Ivan Gotovchits edited this page Apr 27, 2020 · 3 revisions

Easy way

The easiest way to use the BAP taint engine is to use IDA. In fact even IDA Free will work. Just point your mouse to a variable (in disassembler view or in a decompilation view) and hit Shift-A if you want to taint the value stored in this variable, or Ctrl-Shift-A if you want to taint a value to which the value stored in the variable is pointing. The bap-ida-python will assemble all the necessary flags and run bap for you and will display results by highlighting the tainted program terms.

If you don't want to use IDA you need to pass all options to bap manually, and it could be cumbersome. Fortunately, we have a new mechanism in bap 1.4, called recipes, that can assemble all command-line options along with utility files in one file. But later about this.

Running Primus Taint Analysis

Primus is a Microexecution framework that evaluates a program lifted into the BAP Intermediate Representation and provides callbacks that a user could leverage for a different kind of analysis. The Bap_taint framework provides a generic OCaml interface for taint analysis. It can also be accessed from Primus Lisp. There are also convenience passes, that can introduce taint for you, for example, the taint pass can taint values based on the program terms where they are generated.

The simplest example

bap ./exe --taint-reg=malloc_result \
       --run \
       --run-entry-points=all-subroutines \
       --primus-limit-max-length=4096 \
       --primus-promiscuous-mode \
       --primus-greedy-scheduler \
       --primus-propagate-taint-from-attributes \
       --primus-propagate-taint-to-attributes \
       --print-bir-attr=tainted-{ptrs,regs} \
       --dump=bir:result.out \
       --report-progress    

Of course, with the new recipe system, it could be as easy as bap ./exe --taint-reg=malloc_result --recipe=propagate-taint, if you have the propagate-taint recipe available. However, before that, let's look underneath the hood, and try to understand what each option means. All options are explained in detail in the help pages of the corresponding plugins. I.e., to understand the --taint-reg option read bap --help and find the reg option. Nevertheless, let's go through all of them.

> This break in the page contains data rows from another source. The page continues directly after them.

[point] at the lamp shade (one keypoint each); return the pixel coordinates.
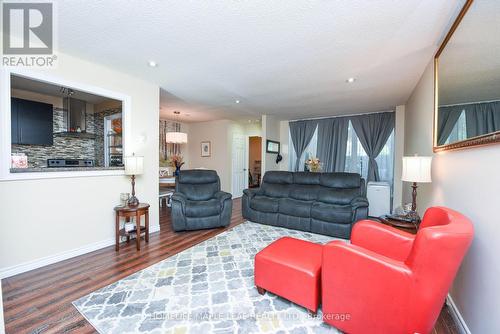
(134, 165)
(417, 169)
(176, 137)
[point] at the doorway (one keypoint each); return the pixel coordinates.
(254, 161)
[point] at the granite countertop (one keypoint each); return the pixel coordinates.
(62, 169)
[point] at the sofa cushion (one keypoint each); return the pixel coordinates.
(264, 204)
(342, 196)
(198, 185)
(332, 213)
(292, 207)
(340, 180)
(278, 177)
(306, 178)
(208, 208)
(276, 189)
(304, 192)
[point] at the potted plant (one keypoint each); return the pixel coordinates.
(176, 161)
(313, 165)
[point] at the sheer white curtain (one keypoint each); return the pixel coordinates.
(459, 131)
(357, 159)
(309, 152)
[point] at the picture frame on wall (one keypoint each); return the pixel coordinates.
(272, 146)
(206, 149)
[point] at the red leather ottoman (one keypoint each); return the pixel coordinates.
(291, 268)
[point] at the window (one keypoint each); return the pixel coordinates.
(357, 159)
(459, 131)
(310, 152)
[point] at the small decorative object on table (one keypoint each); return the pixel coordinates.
(128, 230)
(402, 222)
(176, 161)
(416, 169)
(124, 198)
(19, 160)
(313, 165)
(133, 166)
(206, 149)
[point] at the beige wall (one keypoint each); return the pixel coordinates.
(52, 217)
(254, 154)
(467, 181)
(2, 326)
(218, 133)
(270, 131)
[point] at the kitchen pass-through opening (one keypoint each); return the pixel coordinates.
(59, 128)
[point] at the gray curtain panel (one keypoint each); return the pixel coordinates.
(373, 130)
(301, 133)
(482, 118)
(332, 143)
(447, 118)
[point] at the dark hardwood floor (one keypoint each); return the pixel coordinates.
(39, 301)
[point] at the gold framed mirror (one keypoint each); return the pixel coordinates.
(467, 79)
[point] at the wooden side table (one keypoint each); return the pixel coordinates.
(128, 212)
(402, 225)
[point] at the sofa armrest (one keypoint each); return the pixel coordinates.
(222, 196)
(252, 192)
(366, 286)
(359, 202)
(382, 239)
(180, 198)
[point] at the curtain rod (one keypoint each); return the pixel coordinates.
(467, 103)
(325, 117)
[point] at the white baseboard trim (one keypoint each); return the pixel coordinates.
(455, 313)
(45, 261)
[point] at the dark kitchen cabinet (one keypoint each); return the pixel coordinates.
(31, 122)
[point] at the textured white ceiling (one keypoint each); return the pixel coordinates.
(469, 67)
(17, 82)
(285, 58)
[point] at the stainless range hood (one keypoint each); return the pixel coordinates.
(75, 119)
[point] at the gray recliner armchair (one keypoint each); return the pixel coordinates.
(198, 203)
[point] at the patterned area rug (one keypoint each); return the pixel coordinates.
(208, 288)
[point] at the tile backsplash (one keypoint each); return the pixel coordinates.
(67, 147)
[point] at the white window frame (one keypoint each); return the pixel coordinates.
(5, 123)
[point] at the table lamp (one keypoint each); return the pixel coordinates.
(417, 170)
(134, 165)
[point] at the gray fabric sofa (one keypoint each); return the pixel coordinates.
(324, 203)
(198, 203)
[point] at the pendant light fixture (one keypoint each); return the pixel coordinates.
(176, 137)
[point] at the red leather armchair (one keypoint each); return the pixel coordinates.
(388, 281)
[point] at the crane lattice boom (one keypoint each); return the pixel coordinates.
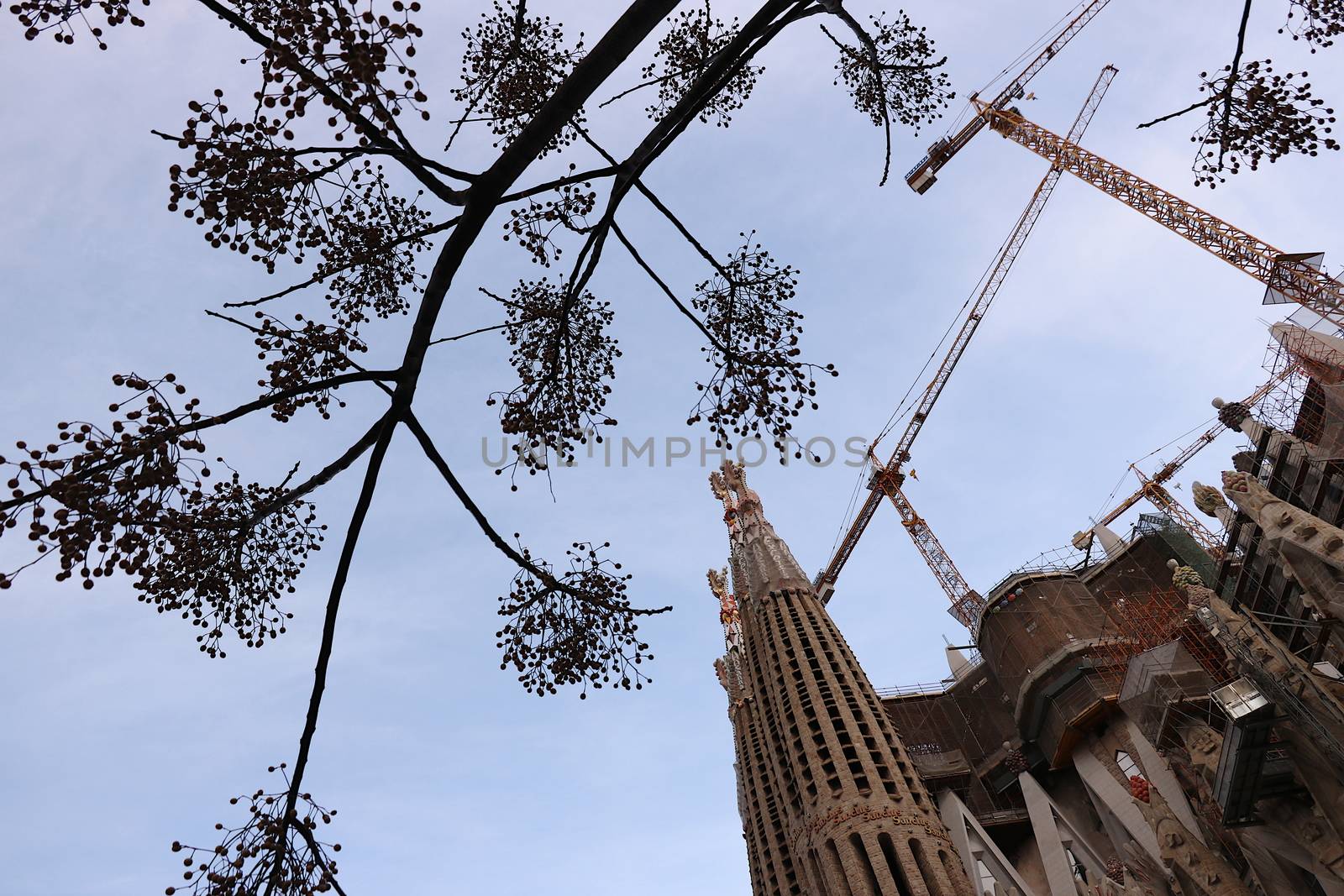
(1167, 503)
(965, 600)
(1173, 466)
(924, 175)
(1008, 254)
(1280, 271)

The --taint-reg=malloc_result option marks each term that has this variable as a term that produces tainted values. So every time we evaluate the return argument of a call to malloc, we taint the value.

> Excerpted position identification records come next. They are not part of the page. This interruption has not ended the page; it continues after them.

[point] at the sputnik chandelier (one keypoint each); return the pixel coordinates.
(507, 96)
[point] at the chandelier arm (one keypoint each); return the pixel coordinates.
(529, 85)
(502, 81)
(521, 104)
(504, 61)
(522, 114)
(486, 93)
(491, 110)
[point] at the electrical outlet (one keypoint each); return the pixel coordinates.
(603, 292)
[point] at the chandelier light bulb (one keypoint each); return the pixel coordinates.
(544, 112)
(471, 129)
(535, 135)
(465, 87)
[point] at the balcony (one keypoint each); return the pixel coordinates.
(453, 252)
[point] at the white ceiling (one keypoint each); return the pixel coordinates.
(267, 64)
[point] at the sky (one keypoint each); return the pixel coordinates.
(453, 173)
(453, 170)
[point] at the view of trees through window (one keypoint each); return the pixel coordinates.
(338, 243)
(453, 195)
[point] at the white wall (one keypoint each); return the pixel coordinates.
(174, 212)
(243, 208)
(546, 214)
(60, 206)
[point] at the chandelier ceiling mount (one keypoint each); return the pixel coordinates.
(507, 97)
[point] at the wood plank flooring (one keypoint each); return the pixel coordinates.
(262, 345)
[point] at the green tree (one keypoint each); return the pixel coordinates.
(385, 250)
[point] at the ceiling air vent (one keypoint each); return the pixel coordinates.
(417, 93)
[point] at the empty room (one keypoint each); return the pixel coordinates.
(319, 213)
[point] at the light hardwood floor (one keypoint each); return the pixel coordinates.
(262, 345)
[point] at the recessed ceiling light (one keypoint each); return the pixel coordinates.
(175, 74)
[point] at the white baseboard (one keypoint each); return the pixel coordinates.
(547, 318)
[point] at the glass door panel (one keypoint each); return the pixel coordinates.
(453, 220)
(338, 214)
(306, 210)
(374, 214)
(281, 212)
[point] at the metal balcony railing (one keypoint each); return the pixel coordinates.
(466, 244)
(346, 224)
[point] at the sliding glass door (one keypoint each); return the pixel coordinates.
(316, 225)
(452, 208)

The ---run option will run Primus.

The --run-entry-points=all-subroutines will specify the set of entry points for Primus, let's run each function from start.

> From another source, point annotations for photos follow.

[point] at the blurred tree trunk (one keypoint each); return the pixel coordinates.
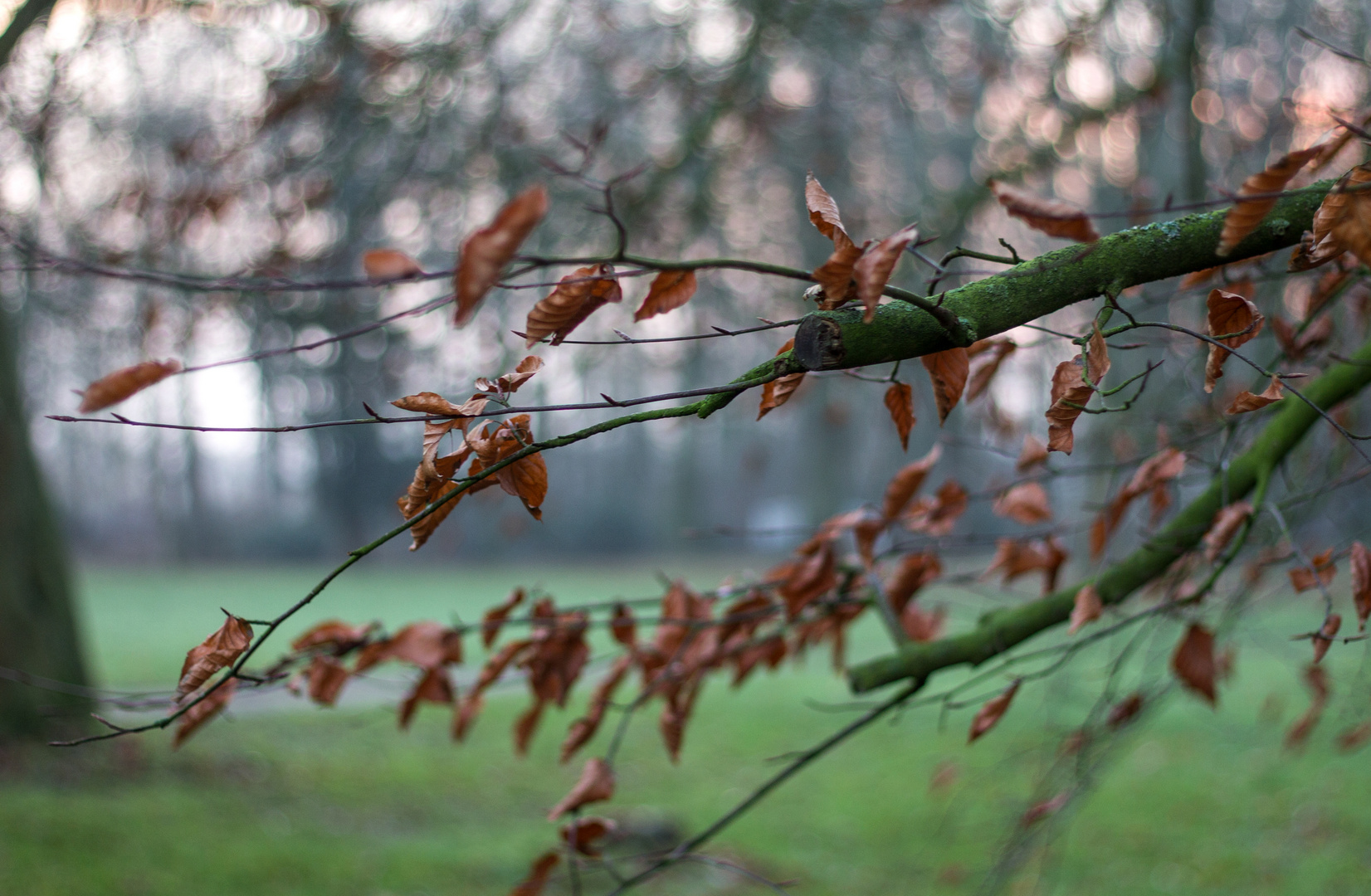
(37, 625)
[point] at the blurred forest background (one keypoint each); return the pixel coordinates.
(285, 139)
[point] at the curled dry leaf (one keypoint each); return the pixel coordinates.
(203, 711)
(1086, 609)
(389, 265)
(1247, 402)
(779, 391)
(948, 372)
(595, 786)
(117, 387)
(1193, 662)
(1226, 523)
(485, 252)
(992, 711)
(1232, 321)
(900, 402)
(1024, 503)
(1247, 214)
(1362, 582)
(1051, 217)
(538, 874)
(670, 290)
(874, 269)
(578, 295)
(1032, 454)
(212, 654)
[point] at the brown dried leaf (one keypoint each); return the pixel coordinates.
(1086, 609)
(874, 269)
(389, 265)
(121, 384)
(485, 252)
(1245, 216)
(1232, 317)
(1024, 503)
(992, 711)
(670, 290)
(948, 372)
(1225, 525)
(1193, 662)
(1034, 452)
(578, 295)
(905, 483)
(1051, 217)
(203, 711)
(900, 402)
(212, 654)
(595, 786)
(779, 391)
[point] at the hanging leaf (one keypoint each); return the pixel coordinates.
(779, 391)
(212, 654)
(485, 252)
(1236, 319)
(1051, 217)
(948, 372)
(900, 402)
(1193, 662)
(203, 711)
(1024, 503)
(576, 296)
(595, 786)
(1226, 523)
(1245, 216)
(1086, 610)
(117, 387)
(389, 265)
(874, 269)
(1032, 454)
(670, 290)
(993, 711)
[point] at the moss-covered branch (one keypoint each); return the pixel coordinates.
(1003, 629)
(831, 340)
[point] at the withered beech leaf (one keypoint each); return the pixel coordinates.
(212, 654)
(538, 874)
(595, 786)
(779, 391)
(117, 387)
(900, 402)
(1032, 454)
(389, 265)
(823, 210)
(906, 481)
(578, 295)
(670, 290)
(992, 711)
(485, 252)
(1362, 582)
(1051, 217)
(1232, 318)
(203, 711)
(1024, 503)
(874, 269)
(1193, 662)
(1086, 609)
(1068, 389)
(1245, 216)
(948, 372)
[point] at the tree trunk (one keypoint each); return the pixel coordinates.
(37, 626)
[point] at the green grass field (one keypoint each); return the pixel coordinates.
(339, 801)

The --primus-limit-max-length=4096 limits the maximum length of each path to 4096 RTL instructions, this will ensure that the analysis terminates, while we may miss some dependencies.

The --primus-promiscuous-mode enables the promiscuous execution mode for Primus, in which the interpreter will ignore segmentation faults and branch conditions.

The --primus-greedy-scheduler chooses the scheduling strategy, that will evaluate paths in a greedy manner.

The --primus-propagate-taint-from-attributes propagates the taint attributes that were set up by the taint plugin to the taint introduction operations taint-introduce-directly and taint-introduce-indirectly.

The --primus-propagate-taint-to-attributes does the opposite, it propagates taints to term attributes.

The --print-bir-attr=tainted-{ptrs,regs} tells the printer to output the taint attributes.

Finally, the --dump=bir:result.out tells to output the IR to the result.out.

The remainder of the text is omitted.